Genomics. 2022 Sep;114(5):110468. doi: 10.1016/j.ygeno.2022.110468. Epub 2022 Aug 27.
Recent studies suggest that transcript isoforms significantly overlap (approximately 60%) between brain tissue and Epstein-Barr virus-transformed lymphoblastoid cell lines (LCLs). Interestingly, 14 cohesion-related genes with variants that cause Cornelia de Lange Syndrome (CdLS) are highly expressed in the brain and LCLs. In this context, we first performed RNA sequencing of LCLs from 22 solved (with pathogenic variants) and 19 unsolved (with no confirmed variants) CdLS cases. Next, an RNA sequencing pipeline was developed using solved cases with two different methods: short variant analysis (for single-nucleotide and indel variants) and aberrant splicing detection analysis. Then, 19 unsolved cases were subsequently applied to our pipeline, and four pathogenic variants in NIPBL (one inframe deletion and three intronic variants) were newly identified. Two of three intronic variants were located at Alu elements in deep-intronic regions, creating cryptic exons. RNA sequencing with LCLs was useful for identifying hidden variants in exome-negative cases.

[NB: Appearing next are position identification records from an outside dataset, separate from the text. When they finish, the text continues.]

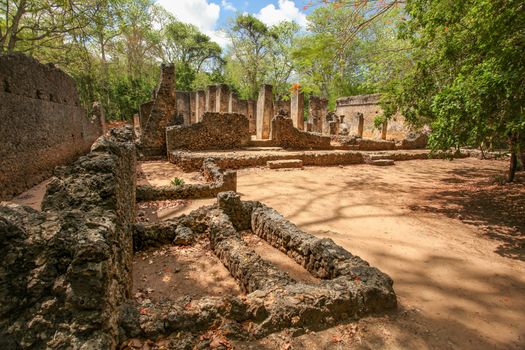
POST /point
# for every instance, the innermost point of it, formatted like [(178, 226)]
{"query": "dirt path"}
[(451, 240)]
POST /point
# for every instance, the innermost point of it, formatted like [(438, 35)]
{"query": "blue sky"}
[(212, 15)]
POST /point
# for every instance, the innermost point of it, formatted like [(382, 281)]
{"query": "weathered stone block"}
[(285, 163)]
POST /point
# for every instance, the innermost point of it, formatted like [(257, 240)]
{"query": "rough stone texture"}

最近的研究表明,脑组织和 Epstein-Barr 病毒转化的淋巴母细胞系(LCL)之间的转录本异构体有很大的重叠(约 60%)。有趣的是,14 个与 Cornelia de Lange 综合征(CdLS)相关的基因在大脑和 LCL 中高度表达,这些基因的变体导致 CdLS。在这种情况下,我们首先对 22 个已解决(有致病性变体)和 19 个未解决(无确认变体)的 CdLS 病例的 LCL 进行了 RNA 测序。接下来,我们使用两种不同的方法(单核苷酸和插入缺失变体的短变体分析和异常剪接检测分析)开发了一个 RNA 测序管道。然后,我们将 19 个未解决的病例应用于我们的管道,并在 NIPBL 中发现了四个致病性变体(一个框内缺失和三个内含子变体)。三个内含子变体中有两个位于深内含子区域的 Alu 元件中,产生了隐蔽外显子。使用 LCL 的 RNA 测序有助于鉴定外显子阴性病例中的隐藏变体。